Rev. Ted Huffman

Saints

When we were in college, we put together a promotion for our church camp that involved a camp simulation. We constructed a room-sized bubble out of clear plastic by taping the seams. Then we inflated the bubble using a common box fan. Once it was inflated, we could turn the fan to its lowest speed and it would keep the bubble inflated. We invited “campers” to go inside of the bubble. I would then project images of camp on the bubble using a simple slide projector. We didn’t have the fancy equipment and video projectors that are now common. The slides changed with a second of darkness between each slide. But the experience was, for the time, unique and our project was successful. To add a bit to the simulation, I would spray a few bursts of pine-scented air freshener into the fan filling the bubble with an aroma what was vaguely reminiscent of camp.

That experience began a career of using projection in a wide variety of ways. My first rear-projection screen was a white bedsheet on a frame made out of PVC pipe. I would construct the frame, stretch the cloth, and set it up. I had to remember to load slides into the projector backwards in order to have them display correctly. I also used an overhead projector for titles and words, reversing the transparencies as well.

We’ve come a long ways in projector and screen technology since those days. We now have commercially-produced rear-projection screens, but they have been rendered obsolete by the many different options in very thin, very large television displays. The use of computers enables the use of multiple displays and putting together a program of still and video projection with a wide variety of music can be done with off-the-shelf software that makes all of the things we used to do seem primitive by comparison.

Learning about the technology of rear projection, however, gave me a good way to think about some very important concepts. To understand those ideas requires a different story.

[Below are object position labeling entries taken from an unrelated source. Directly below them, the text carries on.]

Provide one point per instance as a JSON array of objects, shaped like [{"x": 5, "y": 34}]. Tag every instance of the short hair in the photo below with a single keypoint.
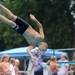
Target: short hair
[{"x": 5, "y": 56}]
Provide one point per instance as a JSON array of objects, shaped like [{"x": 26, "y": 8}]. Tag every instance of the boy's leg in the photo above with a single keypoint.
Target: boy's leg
[{"x": 7, "y": 12}]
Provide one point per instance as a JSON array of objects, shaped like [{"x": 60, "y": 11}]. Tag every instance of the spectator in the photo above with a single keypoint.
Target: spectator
[
  {"x": 37, "y": 59},
  {"x": 6, "y": 65},
  {"x": 16, "y": 66},
  {"x": 53, "y": 66},
  {"x": 12, "y": 63},
  {"x": 63, "y": 70}
]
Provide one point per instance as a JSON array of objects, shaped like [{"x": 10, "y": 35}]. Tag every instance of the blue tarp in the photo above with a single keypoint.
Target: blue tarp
[{"x": 22, "y": 52}]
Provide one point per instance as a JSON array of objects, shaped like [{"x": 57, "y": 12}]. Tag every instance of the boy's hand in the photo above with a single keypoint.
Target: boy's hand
[{"x": 32, "y": 17}]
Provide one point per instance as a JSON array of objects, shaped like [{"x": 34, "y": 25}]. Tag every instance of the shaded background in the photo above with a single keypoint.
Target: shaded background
[{"x": 55, "y": 16}]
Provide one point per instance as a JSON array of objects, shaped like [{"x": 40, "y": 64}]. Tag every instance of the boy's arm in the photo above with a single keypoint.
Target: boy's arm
[{"x": 39, "y": 25}]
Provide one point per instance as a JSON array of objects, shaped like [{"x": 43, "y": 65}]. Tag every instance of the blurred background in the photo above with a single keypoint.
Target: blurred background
[{"x": 56, "y": 16}]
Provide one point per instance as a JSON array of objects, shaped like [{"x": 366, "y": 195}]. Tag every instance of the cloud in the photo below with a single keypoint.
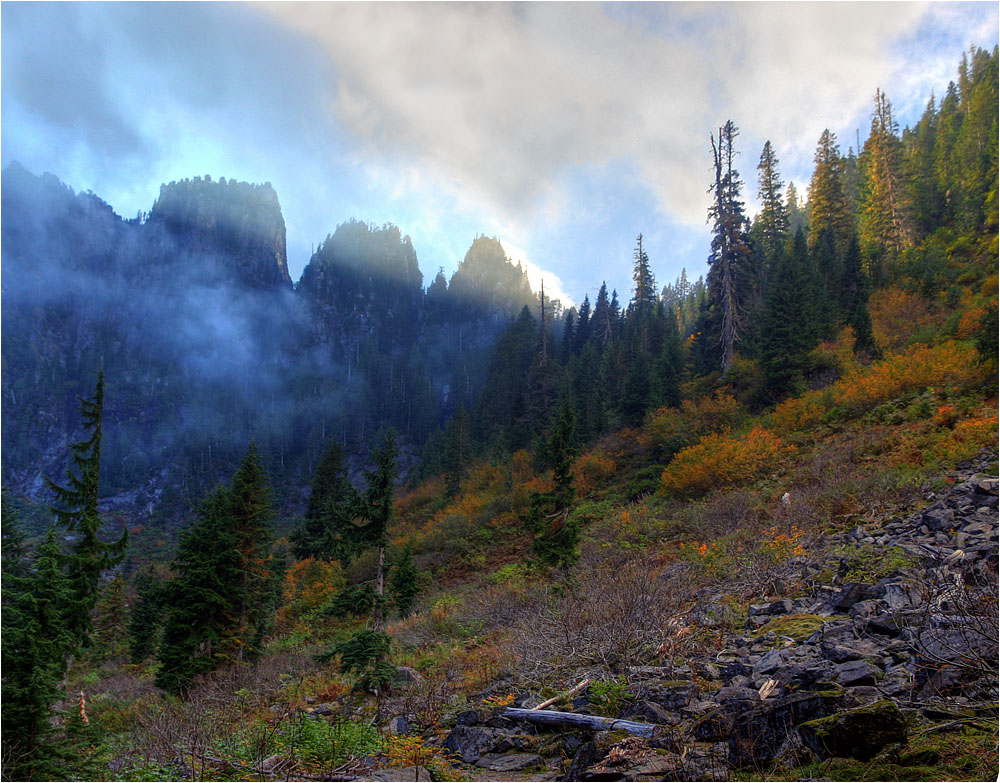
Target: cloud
[{"x": 494, "y": 101}]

Recently, I was planning a funeral with the daughter of a woman who had passed away. Another member of our congregation had suggested some hymns for the service, but they weren’t connecting with the grieving daughter. One of the suggested hymns didn’t make any sense at all to her. The hymn, “For All the Saints” is a favorite of mine and one that we have used for funerals of family members. The woman planning the funeral, however, had just returned from one of many trips that she has taken to Greece, where she has spent some time viewing Orthodox churches and learning about traditional Orthodox iconography. She had an image of saints in her mind that was inspired by ancient icons. Those images and the ideas she had about saints had no connection with the experience of having her mother die. She new that the icons were meaningful to the faithful, but they had no connection to her life or the experience of the death of her mother and the grief through which she was traveling. Of course we considered other musical options and planned a service that was meaningful to the daughter.

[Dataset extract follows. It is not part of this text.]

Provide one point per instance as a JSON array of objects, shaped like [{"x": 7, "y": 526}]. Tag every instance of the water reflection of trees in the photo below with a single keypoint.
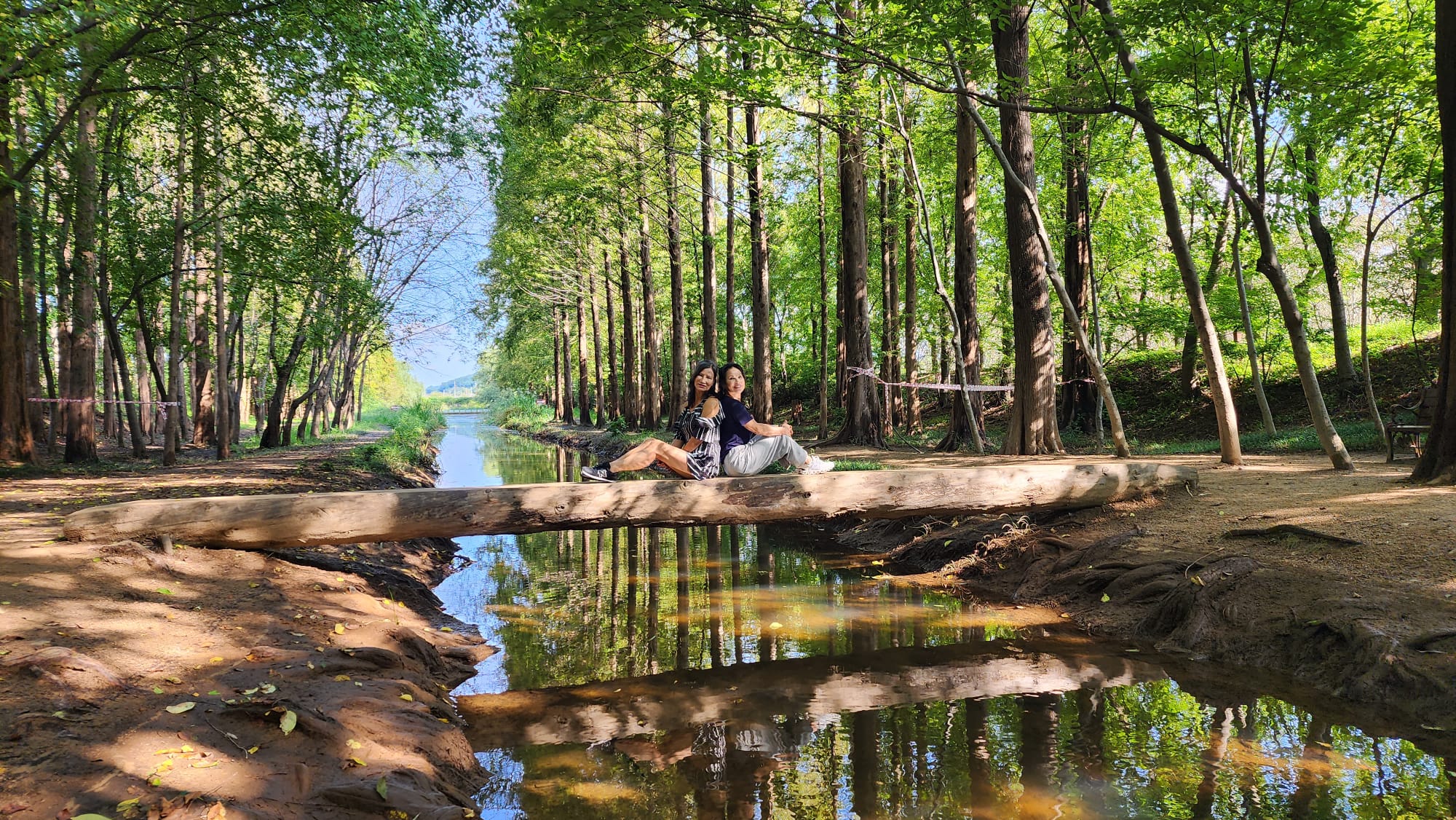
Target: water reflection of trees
[{"x": 595, "y": 608}]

Later I got to thinking about icons and idols. I’ve blogged on the topic several times. The power of an icon is its ability to direct your attention to the transcendent. It isn’t the icon, but rather the deeper truth that it symbolizes, that is the reason for the icon. Icons exist not to bring attention to themselves, but to direct attention beyond themselves to the transcendent reality. When icons fail to do so, they become idols - objects that fall short of the glory and reality of God. When people worship idols, they miss the deepest truths of faith.

There are, in this life, some people who have that ability to show the light of the love of Christ in their lives. Since we are made in the image of God, each of us carries a spark of the divine. When we allow that light to show - when we live lives of love - people can look beyond us to the love of God that shines in our lives.

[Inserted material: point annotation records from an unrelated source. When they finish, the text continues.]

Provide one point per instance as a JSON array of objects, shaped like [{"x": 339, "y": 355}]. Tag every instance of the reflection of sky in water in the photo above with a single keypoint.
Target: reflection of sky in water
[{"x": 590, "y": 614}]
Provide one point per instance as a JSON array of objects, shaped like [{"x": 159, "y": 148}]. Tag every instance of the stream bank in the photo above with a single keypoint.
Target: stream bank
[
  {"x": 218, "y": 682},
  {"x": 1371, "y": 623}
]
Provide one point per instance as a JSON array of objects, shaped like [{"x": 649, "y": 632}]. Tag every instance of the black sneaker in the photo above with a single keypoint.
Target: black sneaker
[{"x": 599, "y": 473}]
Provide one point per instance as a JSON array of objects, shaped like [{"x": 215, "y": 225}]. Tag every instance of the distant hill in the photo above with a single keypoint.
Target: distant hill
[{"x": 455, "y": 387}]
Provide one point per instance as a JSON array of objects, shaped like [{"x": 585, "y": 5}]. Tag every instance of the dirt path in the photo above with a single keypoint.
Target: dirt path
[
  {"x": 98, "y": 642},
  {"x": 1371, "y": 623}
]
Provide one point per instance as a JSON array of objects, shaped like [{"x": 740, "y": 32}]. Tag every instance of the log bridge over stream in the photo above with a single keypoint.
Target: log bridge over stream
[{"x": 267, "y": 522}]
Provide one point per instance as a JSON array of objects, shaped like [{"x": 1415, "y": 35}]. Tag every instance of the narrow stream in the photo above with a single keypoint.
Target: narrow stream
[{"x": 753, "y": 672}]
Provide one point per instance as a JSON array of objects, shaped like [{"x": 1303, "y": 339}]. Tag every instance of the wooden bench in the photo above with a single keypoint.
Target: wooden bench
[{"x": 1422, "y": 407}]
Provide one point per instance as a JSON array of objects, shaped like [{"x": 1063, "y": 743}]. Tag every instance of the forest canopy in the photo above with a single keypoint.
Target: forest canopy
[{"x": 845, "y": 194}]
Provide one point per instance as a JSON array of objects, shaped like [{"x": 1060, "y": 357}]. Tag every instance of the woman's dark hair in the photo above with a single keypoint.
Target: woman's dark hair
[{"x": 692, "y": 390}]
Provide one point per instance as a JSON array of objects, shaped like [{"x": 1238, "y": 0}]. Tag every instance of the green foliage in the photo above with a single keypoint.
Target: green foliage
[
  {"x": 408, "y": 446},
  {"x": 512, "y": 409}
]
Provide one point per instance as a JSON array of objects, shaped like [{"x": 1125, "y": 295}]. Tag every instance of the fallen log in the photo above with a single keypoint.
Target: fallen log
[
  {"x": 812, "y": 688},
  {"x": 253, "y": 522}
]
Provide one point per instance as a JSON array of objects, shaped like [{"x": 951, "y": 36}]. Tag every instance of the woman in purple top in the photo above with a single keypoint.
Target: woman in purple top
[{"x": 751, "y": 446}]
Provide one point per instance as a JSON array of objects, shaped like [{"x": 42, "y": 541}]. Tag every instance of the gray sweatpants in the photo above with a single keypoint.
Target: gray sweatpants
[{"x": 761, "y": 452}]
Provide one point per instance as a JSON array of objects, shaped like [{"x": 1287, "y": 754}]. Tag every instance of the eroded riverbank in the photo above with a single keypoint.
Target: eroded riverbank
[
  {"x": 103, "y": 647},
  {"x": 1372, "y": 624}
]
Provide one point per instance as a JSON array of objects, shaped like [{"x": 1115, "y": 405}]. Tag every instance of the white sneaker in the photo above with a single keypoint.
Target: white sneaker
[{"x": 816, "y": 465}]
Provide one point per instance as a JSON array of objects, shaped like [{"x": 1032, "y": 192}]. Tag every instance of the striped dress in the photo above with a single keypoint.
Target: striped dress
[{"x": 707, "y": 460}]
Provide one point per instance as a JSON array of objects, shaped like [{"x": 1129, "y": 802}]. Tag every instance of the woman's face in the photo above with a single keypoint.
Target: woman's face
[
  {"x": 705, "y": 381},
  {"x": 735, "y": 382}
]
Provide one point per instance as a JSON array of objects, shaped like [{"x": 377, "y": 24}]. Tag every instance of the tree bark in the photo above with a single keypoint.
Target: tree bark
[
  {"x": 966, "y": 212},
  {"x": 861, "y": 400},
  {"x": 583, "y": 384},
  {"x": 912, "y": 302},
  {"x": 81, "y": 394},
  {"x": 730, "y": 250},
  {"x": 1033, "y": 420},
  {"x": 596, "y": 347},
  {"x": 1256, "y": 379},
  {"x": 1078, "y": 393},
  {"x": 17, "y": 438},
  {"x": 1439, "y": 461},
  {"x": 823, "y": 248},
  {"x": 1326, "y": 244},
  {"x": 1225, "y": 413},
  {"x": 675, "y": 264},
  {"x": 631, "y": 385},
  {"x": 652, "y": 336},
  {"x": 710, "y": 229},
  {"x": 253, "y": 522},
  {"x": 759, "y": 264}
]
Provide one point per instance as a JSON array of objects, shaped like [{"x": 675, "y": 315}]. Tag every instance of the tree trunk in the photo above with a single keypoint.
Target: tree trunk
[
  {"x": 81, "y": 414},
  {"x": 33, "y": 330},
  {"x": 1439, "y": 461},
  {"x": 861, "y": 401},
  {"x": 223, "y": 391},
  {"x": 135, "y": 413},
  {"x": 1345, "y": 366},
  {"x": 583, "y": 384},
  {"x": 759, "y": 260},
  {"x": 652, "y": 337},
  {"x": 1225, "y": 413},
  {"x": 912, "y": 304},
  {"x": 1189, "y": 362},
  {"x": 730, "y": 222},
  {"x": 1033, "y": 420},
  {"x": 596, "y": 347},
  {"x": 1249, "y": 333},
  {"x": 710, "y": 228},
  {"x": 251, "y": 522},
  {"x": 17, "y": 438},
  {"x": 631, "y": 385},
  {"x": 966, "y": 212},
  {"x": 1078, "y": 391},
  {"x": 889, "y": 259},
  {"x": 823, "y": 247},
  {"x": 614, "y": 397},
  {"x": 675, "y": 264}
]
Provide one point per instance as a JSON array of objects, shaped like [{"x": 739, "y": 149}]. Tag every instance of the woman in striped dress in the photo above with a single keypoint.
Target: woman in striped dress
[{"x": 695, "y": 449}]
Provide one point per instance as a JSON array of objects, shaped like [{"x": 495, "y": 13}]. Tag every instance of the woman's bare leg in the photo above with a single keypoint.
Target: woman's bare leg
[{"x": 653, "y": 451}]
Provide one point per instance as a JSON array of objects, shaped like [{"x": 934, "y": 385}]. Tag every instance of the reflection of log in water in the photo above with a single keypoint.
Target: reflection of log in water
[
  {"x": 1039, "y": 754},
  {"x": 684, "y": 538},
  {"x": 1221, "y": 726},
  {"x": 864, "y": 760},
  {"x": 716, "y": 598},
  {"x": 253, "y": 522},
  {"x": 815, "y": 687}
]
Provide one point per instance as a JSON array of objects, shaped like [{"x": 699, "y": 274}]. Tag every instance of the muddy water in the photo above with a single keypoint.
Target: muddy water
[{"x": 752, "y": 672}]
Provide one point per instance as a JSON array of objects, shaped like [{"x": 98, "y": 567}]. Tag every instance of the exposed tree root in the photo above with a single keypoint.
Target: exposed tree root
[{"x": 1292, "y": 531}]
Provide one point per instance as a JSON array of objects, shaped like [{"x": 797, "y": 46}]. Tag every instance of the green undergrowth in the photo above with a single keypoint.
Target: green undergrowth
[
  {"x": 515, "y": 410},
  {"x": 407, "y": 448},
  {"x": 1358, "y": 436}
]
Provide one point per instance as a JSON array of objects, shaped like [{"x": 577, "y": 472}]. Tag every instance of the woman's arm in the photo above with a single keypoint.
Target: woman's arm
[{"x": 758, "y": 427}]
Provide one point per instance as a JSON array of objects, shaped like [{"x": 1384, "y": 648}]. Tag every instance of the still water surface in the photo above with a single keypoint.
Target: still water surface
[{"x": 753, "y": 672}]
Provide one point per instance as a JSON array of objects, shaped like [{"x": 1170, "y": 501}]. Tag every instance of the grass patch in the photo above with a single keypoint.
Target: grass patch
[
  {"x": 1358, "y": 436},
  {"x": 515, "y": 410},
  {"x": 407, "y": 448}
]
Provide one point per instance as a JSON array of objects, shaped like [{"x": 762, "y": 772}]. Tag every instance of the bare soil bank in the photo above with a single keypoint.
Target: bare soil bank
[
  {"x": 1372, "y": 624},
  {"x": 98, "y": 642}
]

It is like a projection. The screen isn’t the source of the light. It either reflects the light or allows the light to pass through it, depending on which type of projection is being used. The image that we see with our eyes is not the reality. When we set up our bubble, the people inside knew that they weren’t at camp. They were participating in a way of thinking about the camp experience. They knew it was a simulation.

The saints in our lives are not God. But they live their lives in such a way that we are able to know a little bit more about the nature of God because we have had the experience of knowing that person.

Today we celebrate all saints. In our tradition those saints aren’t just people who have been recognized by official church structures. They are everyday people who by the living of their everyday lives have allowed the light of God’s love to shine in their relationships with others. We celebrate the contributions they have made to our understanding of the nature of God. We understand that we all live in the midst of a network of relationships and that those relationships help us to be the people that we have become.

We have learned about love by being loved. And God is love. Those who have loved have shown God in very real and practical ways. So when we sing “For All the Saints,” and “Gather with the saints by the river,” and “I sing a song of the saints of God” today, we are singing about the people who have helped us learn the nature of God.

We also recognize that we have the power to allow the light of God’s love to become real for others. As the hymn concludes, “And I mean to be one too.”